In the development of both sf and poetry, there have been corresponding counter-urges to present anti-realistic elements ("pure world-building" or "pure verbal structure") as subtly as possible, and, close at their heels, populist backlashes against subtlety. Although many objections to the best sf of the 1960s and 1970s were ostensibly to "plotlessness", Ballard is only slightly less narrative than First and Last Men or a paper on Thiotimoline, and it's easier for me, at least, to discern the storyline in any novel by Russ or Delany or Disch than in the Foundation series or Rendezvous with Rama. Conservative sf critics may have borrowed this bugbear from the mainstream as the nearest correlative to their own discomfort. On closer examination, such protests tend to be founded in world-building too complex (due to a point-of-view character falling short of Übermensch messiah, for example) or disturbing for the reader to collaborate in it comfortably.
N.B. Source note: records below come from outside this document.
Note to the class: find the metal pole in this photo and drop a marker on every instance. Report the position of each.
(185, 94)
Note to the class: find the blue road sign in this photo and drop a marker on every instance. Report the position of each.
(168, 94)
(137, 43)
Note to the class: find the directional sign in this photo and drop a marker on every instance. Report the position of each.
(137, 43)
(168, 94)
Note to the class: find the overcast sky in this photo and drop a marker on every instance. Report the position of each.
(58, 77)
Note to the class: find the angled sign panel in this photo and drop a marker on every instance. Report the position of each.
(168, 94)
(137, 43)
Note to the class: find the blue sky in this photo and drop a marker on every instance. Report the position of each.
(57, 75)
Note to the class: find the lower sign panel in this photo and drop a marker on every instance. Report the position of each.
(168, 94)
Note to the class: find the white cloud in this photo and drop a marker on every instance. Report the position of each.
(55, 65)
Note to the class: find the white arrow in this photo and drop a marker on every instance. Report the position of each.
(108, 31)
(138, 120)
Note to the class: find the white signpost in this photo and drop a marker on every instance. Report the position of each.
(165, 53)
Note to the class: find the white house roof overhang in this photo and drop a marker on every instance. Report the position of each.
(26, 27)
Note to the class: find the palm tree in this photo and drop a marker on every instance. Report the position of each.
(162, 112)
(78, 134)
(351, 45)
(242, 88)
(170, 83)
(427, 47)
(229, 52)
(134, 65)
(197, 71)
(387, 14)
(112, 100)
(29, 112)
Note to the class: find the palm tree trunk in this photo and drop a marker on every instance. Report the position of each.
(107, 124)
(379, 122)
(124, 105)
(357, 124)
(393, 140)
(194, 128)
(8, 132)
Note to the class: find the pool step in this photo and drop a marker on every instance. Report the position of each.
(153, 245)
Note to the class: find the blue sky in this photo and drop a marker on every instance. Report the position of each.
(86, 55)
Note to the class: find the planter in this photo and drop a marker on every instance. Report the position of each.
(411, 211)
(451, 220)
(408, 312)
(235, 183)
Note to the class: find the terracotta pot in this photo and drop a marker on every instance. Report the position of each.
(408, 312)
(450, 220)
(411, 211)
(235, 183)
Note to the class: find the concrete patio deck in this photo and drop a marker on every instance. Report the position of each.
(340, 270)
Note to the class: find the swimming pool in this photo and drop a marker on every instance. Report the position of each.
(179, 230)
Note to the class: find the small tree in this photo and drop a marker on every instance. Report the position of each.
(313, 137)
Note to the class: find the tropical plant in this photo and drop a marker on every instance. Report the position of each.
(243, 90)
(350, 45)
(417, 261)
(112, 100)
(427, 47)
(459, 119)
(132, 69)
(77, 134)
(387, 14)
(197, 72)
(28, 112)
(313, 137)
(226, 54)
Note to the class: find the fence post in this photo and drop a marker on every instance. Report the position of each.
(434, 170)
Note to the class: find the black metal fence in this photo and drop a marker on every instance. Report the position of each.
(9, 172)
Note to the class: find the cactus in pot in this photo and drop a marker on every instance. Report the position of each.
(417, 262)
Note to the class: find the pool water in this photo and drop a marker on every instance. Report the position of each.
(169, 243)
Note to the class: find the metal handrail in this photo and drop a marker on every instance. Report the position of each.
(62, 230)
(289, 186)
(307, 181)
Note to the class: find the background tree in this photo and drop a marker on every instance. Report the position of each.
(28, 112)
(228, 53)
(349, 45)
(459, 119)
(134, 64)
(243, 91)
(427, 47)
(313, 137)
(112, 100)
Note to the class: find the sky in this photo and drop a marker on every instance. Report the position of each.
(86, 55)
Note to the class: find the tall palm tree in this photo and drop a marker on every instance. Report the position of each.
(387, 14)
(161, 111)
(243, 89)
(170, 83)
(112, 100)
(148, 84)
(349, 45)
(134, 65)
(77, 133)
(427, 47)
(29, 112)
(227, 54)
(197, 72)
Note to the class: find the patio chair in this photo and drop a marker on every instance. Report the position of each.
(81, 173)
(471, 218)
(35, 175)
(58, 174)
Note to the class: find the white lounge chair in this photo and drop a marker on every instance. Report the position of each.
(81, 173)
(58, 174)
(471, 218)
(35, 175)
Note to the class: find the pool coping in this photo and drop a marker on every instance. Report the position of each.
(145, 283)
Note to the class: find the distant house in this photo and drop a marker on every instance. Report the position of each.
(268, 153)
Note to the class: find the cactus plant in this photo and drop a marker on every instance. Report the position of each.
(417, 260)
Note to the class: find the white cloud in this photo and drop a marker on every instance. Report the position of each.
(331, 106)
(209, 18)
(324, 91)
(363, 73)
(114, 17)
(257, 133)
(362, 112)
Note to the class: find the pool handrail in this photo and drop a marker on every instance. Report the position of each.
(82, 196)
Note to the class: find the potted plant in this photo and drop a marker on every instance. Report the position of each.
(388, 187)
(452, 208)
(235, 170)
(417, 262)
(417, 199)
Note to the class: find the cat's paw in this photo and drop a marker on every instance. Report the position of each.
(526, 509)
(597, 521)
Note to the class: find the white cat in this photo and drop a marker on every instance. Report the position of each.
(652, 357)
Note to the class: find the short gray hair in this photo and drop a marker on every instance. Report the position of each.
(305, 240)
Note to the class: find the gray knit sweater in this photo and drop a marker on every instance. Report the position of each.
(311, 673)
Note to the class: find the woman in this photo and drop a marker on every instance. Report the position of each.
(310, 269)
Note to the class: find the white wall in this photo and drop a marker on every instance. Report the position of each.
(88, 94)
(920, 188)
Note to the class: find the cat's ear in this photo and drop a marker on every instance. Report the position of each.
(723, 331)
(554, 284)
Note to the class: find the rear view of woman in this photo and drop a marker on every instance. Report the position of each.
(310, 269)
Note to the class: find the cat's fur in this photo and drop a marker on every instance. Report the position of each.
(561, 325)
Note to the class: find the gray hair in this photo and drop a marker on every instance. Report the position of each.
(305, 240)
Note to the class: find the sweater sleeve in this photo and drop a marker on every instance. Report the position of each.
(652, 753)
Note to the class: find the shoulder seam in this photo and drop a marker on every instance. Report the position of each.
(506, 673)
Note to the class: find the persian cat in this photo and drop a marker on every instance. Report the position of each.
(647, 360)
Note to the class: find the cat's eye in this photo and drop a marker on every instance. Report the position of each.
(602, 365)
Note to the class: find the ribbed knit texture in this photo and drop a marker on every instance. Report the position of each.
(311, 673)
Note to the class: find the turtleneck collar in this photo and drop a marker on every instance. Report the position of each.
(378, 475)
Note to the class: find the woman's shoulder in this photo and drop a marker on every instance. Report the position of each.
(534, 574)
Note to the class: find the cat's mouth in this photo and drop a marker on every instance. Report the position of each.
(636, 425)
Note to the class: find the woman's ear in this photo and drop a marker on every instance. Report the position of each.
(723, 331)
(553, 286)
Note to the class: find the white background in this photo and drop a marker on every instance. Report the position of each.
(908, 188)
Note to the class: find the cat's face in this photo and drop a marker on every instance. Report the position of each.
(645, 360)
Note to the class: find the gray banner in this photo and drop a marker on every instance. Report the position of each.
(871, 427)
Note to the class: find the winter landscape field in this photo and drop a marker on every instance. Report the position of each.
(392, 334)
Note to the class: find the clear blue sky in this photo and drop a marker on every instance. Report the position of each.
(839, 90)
That desire for a comfortable familiarity to the game, for the manipulation of worlds and millennia to be as painless as possible, so often climaxing in awe that it skirts spiritual masturbation, can lead to a dismissal of sf as simple power fantasy. Although no branch of fiction can plead innocent to a charge of power-hunger, sf tends to feed the same spurious sense of omniscience as its cousin genre, popular science. Such tendencies may be inseparable from world-building itself, sf's very driving point. The writer-to-reader coziness of a minimally shared world, however enlivening, however fought against with satire or metaphysical horror, can hardly be described as revolutionary in spirit.

Still, similar charges of flattery or lassitude can be leveled against any art form. Not long after reading Silliman's essay, I re-read Marianne Moore's ambivalent defense of her chosen art, a poem titled "Poetry" which began with a sentiment which critic-participants such as Disch and Malzberg were to echo in sf:

I, too, dislike it: there are things that are important beyond all this fiddle.
Reading it, however, with a perfect contempt for it, one discovers in
it after all, a place for the genuine.
The original 29-line version was widely anthologized. Later, after Moore stripped it to a musically pure essential three lines, it became less popular. What she removed was somewhat mendacious pleading, a list of desires which might drive one to poetry but which were unlikely to be, speaking precisely (which, after all, Moore was attempting to do), fulfilled by it.

They included the Bartlett's-friendly "imaginary gardens with real toads in them". Indeed, the phrase has little to do with poetry. It is, however, eminently applicable to sf and fantasy, whose speculative games nurture life unavailable to the ideal of the pure observer.

Dominant aesthetic and political forces have a congenital susceptibility to burrowing from within, destructive to the host no matter what the spirochetes' intentions. Sf's emphasis on the building of new worlds rather than on the thin stuff accepted as representation of The World, sf's foundation on what is not, sets it against the mainstream despite any nostalgic longings.

In contemporary poetry's terms, fantastic literature can seem the most radical of reactionaries, yet the pleasures of both forms largely depend on their pointing out the arbitrary nature of referentiality. Poetry calls attention to the verbal surface which sf would have us mold around new contexts, but both force the reader to manipulate, rather than deny, its presence.